O que é o AGROCONAFER?

AGROCONAFER é o nome do correspondente legal criado pelo Acordo de Cooperação Técnica entre o Banco Brasil e a CONAFER, Confederação Nacional dos Agricultores Familiares e Empreendedores Familiares Rurais, entidade do terceiro setor e de direito privado, e tem como objetivo principal o fomento a todo o segmento agrofamiliar brasileiro.

Com o AGROCONAFER, os associados da Confederação têm acesso às diversas modalidades de financiamento oferecidas pelo Banco do Brasil aos produtores rurais, em especial ao Pronaf, o Programa de Fortalecimento da Agricultura Familiar.

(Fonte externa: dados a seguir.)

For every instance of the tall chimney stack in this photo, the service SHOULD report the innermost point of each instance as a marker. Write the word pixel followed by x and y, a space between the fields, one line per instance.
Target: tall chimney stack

Conheça as modalidades de financiamento

PRONAF

O AGROCONAFER trabalha com o Pronaf Custeio e o Pronaf Mais Alimentos, oferecendo um maior tempo de carência, descontos na adimplência e a menor taxa de juros do mercado financeiro. A liberação de crédito é a partir de 10 mil reais com o teto limite de até 330 mil reais.

PRONAF CUSTEIO

Se você quer financiar despesas de atividades agrícolas e pecuárias, sementes, fertilizantes, defensivos, vacinas, ração, aquisição de animais ou custeio de qualquer atividade rural, solicite o PRONAF CUSTEIO.
Cada produtor pode financiar até R$ 250 mil por ano agrícola.

Taxas de Juros

Taxa de juros de 2,75% ao ano para:

• custeio de lavoura de arroz, feijão, mandioca, feijão caupi, trigo, amendoim, alho, tomate, cebola, inhame, cará, batata doce, batata inglesa, abacaxi, banana, açaí, pupunha, cacau, baru, castanha de caju, laranja, tangerina, olerícolas, erva-mate, ervas medicinais, aromáticas e condimentares;
• custeio de cultivos em sistemas de produção de base agroecológica ou em transição para sistemas de base agroecológica; • custeio de lavoura de milho para contratação de operações de custeio que, somadas, atinjam o valor de até R$ 20 mil por mutuário por ano agrícola;
• custeio pecuário destinado à apicultura, bovinocultura de leite, piscicultura, ovinos e caprinos;
• custeio destinado à exploração extrativista ecologicamente sustentável.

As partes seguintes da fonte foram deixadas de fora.